Rallied neighborhoods, picketed banks, blocked Dumpsters, packed courtrooms

Jerry Goldberg (l) and David Sole (r) want Detroit’s bond records.

Jerry Goldberg (l) and David Sole (r) want Detroit’s bond records. Photo by Curt Guyette, Metro Times

(l-r) Steve Babson,Angela Crockett and Ray Mandry talk about beating the banks. Photo by Curt Guyette

(l-r) Steve Babson,Angela Crockett and Ray Mandry talk about beating the banks. Photo by Curt Guyette

By Curt Guyette

Two events held last week appeared only tangentially connected — at first glance, anyway.

The first was a rally held by a coalition focused on helping homeowners fend off foreclosure and eviction.
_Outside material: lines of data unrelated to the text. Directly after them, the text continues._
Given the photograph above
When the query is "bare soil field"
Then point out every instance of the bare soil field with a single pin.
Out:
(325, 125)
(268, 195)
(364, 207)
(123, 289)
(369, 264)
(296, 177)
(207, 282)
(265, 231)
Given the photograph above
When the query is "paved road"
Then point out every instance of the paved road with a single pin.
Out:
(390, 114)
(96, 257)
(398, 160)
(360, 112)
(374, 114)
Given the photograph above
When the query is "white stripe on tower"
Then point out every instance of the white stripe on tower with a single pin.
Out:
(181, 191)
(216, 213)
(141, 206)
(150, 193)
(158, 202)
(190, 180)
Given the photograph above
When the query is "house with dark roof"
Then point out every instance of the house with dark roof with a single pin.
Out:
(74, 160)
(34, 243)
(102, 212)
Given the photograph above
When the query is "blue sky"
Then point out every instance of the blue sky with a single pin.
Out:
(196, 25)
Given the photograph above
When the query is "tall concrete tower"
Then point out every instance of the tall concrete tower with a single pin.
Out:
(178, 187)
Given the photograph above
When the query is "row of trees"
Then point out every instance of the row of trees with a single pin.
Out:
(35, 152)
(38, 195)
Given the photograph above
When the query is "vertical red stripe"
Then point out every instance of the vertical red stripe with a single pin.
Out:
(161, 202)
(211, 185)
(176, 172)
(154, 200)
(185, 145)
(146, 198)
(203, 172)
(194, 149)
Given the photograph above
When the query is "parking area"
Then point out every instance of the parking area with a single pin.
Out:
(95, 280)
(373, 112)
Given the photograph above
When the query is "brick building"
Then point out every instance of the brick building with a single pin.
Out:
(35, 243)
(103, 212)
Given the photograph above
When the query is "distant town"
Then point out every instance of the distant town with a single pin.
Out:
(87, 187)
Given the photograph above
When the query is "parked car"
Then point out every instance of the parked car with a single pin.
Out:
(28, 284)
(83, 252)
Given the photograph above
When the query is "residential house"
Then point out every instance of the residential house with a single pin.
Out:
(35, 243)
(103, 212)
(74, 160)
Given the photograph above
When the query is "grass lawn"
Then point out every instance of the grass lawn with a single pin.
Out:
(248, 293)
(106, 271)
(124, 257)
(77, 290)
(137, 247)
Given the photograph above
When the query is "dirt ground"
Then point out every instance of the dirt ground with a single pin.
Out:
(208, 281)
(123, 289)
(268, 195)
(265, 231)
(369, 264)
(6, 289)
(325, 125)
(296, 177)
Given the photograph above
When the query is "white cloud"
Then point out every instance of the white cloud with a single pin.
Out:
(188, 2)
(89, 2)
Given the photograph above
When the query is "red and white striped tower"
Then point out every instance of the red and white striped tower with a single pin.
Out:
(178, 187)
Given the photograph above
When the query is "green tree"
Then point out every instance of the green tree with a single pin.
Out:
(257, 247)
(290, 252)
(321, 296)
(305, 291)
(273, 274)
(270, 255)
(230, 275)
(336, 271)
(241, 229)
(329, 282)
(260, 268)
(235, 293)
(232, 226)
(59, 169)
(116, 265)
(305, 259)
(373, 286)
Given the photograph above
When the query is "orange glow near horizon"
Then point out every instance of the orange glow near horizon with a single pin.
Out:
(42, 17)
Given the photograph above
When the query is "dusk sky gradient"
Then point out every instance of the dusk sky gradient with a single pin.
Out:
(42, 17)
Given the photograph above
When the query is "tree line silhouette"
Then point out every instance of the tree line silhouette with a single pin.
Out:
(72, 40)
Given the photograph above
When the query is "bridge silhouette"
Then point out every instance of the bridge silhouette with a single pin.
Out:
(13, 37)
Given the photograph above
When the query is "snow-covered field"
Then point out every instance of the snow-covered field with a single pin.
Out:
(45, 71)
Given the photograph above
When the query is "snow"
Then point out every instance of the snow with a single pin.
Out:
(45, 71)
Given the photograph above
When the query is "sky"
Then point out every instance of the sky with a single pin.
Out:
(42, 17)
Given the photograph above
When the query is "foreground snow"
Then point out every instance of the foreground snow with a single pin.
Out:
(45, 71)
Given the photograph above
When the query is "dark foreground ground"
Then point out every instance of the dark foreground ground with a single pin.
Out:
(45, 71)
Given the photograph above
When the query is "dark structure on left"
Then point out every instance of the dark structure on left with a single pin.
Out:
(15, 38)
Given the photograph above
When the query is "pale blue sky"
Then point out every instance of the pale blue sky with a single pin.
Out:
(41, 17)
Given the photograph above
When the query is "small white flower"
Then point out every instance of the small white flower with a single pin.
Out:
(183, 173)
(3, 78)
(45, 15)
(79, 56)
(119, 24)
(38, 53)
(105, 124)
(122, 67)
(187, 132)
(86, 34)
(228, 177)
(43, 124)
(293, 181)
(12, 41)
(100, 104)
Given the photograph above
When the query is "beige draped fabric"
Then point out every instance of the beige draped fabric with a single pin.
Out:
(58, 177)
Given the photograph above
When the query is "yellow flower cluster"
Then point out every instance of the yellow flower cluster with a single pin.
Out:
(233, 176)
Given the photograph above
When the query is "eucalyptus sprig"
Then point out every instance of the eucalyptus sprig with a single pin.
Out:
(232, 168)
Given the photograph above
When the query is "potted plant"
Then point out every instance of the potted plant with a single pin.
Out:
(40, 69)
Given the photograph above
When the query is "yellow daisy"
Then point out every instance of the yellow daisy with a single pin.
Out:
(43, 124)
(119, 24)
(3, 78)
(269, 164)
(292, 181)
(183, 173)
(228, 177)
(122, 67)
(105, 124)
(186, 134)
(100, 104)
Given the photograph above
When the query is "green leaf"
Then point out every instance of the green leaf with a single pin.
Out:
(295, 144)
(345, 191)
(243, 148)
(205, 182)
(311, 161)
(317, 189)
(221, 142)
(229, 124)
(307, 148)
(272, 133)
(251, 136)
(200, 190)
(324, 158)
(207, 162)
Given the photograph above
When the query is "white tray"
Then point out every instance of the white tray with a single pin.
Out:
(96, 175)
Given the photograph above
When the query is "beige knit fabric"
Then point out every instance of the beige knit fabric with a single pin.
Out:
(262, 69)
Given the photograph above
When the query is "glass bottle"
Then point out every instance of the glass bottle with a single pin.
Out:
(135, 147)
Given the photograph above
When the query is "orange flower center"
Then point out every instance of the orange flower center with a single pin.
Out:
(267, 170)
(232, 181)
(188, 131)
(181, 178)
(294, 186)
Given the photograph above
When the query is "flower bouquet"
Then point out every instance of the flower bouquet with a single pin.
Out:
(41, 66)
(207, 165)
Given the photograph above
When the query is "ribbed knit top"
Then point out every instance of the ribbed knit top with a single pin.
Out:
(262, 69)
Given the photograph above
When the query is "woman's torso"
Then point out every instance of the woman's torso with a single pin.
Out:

The other was a press conference on the fifth floor of the Coleman A. Young Municipal Center, outside the offices of the city of Detroit’s Law Department.

In regard to the latter, a Freedom of Information Act request has been filed seeking to have the city turn over 10 years’ worth of records related to all contracts and agreements between the city and “banks or brokerage houses relating to the purchase of bonds, interest rate swaps, pension obligation certificates, hedge fund derivatives, termination or default agreements, or other forms of debt…”

The request was initially filed in early January by David Sole, a retired city of Detroit employee, but it is really part of a larger group effort aimed at finding out exactly how banks and bonding agencies have been putting the screws to Detroit through a series of complicated and convoluted financial machinations.